Последний обряд был окончен. Прах к праху, земля к земле были преданы. Сэр Джон Гастингс продел руку жены через свою и пошел тяжелым, твердым и непоколебимым шагом по проходу. Все отступили почтительно, когда он проходил; ибо обычно, даже в самых жестких сердцах, истинная печаль находит почтение. Он спустился по ступеням из церкви на кладбище и прошел полпути по дорожке к своей карете, когда внезапно высокая прямая старуха, которую я упомянул, втиснулась на его путь и обратилась к нему с холодным взглядом и несколько угрожающим тоном —
«Теперь, сэр Джон Гастингс, — сказала она, — сделаете ли вы мне справедливость насчет того клочка земли? У могилы вашего сына я прошу об этом. Рука небес поразила вас. Она может, возможно, коснуться вашего сердца. Вы знаете, земля моя. Она была взята у моего мужа узурпатором, потому что он сражался за короля, которому он дал свою веру. Она была дана вашему отцу, потому что он нарушил свою веру своему королю и принес злые дни на свою страну. Дадите ли вы мне обратно землю, я говорю? Вон, человек! Это всего лишь сад трав, но он мой, и в глазах Бога я требую его».
«Прочь с моего пути, — ответил сэр Джон Гастингс сердито. — Это ли время говорить о таких вещах? Убирайтесь, я говорю, и выберите лучший час. Вы полагаете, я могу слушать вас сейчас?»
«Вы никогда не слушали, и никогда не будете, — ответила старуха, и, позволив ему пройти без дальнейшего сопротивления, она осталась на дорожке позади него, бормоча про себя то, что казалось проклятиями горькими и глубокими, но слова которых были слышны только ей самой.

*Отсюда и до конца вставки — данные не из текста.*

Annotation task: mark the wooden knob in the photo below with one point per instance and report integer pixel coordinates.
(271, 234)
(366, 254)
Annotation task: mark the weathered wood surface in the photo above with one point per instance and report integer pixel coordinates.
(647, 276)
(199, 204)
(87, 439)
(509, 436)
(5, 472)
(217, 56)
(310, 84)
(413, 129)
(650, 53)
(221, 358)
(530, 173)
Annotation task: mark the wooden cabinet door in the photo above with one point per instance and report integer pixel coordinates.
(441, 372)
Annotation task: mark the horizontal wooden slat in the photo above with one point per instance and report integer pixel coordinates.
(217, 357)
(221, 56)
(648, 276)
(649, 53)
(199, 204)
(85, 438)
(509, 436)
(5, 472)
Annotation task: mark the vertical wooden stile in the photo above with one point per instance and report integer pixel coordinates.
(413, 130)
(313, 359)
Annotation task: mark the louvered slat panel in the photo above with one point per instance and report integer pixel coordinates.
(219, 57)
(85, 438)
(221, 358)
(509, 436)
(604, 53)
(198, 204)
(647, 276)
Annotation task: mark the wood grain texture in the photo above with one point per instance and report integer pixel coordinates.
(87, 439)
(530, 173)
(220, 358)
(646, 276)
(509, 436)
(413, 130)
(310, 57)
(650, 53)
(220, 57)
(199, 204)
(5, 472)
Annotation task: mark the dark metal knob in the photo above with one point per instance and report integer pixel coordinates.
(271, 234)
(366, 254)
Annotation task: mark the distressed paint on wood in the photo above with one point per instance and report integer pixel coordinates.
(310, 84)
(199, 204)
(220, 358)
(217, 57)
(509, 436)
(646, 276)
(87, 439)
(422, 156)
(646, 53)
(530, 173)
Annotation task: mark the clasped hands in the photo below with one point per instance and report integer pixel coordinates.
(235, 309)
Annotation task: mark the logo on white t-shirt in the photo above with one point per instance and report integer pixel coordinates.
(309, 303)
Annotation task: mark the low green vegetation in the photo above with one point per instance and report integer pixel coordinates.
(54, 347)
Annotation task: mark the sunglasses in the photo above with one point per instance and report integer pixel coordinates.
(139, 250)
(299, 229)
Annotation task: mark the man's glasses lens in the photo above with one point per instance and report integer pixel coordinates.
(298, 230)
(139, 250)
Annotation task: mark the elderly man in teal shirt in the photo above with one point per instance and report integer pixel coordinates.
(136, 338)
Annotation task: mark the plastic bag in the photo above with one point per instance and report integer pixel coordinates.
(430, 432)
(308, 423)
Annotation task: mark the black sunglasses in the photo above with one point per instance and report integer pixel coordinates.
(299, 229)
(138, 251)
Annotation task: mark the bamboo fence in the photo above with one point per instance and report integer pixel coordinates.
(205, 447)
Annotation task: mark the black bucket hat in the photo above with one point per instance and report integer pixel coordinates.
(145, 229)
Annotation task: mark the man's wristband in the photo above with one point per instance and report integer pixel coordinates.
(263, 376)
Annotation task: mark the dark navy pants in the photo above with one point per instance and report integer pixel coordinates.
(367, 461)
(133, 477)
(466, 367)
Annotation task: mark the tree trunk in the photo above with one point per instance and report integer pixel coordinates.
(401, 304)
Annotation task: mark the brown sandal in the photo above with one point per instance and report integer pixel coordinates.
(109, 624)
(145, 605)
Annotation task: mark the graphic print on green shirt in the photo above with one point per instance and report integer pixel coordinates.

Маленькая толпа собралась вокруг нее и слушала жадно, чтобы уловить смысл того, что она сказала, но мгновение спустя старый могильщик положил свою руку на ее плечо и толкнул ее с дорожки, говоря: «Убирайся с тобой, убирайся с тобой, папистская ведьма. Какое дело тебе здесь скандализировать конгрегацию и браниться у церковной двери? Тебя следует посадить в колодки!»
«Я жалею тебя, старый червь, — ответила старуха, — ты скоро будешь среди тех, кем питаешься», — и с опущенной головой и удрученным видом она покинула церковное кладбище.
Тем временем доктор Полдинг оставался, глядя вниз в склеп, пока крепкие молодые люди, которые пришли помочь могильщику, вытаскивали широкие пеньковые ленты, которыми гроб был опущен, из-под него, устраивали его должным образом на подставках в его упорядоченном месте среди мертвых, а затем поднимались по лестнице в тело церкви, снова готовясь заменить камень над входом в склеп. Он затем повернулся к церковной двери и выглянул, а затем тихо подошел к скамье в боковом проходе.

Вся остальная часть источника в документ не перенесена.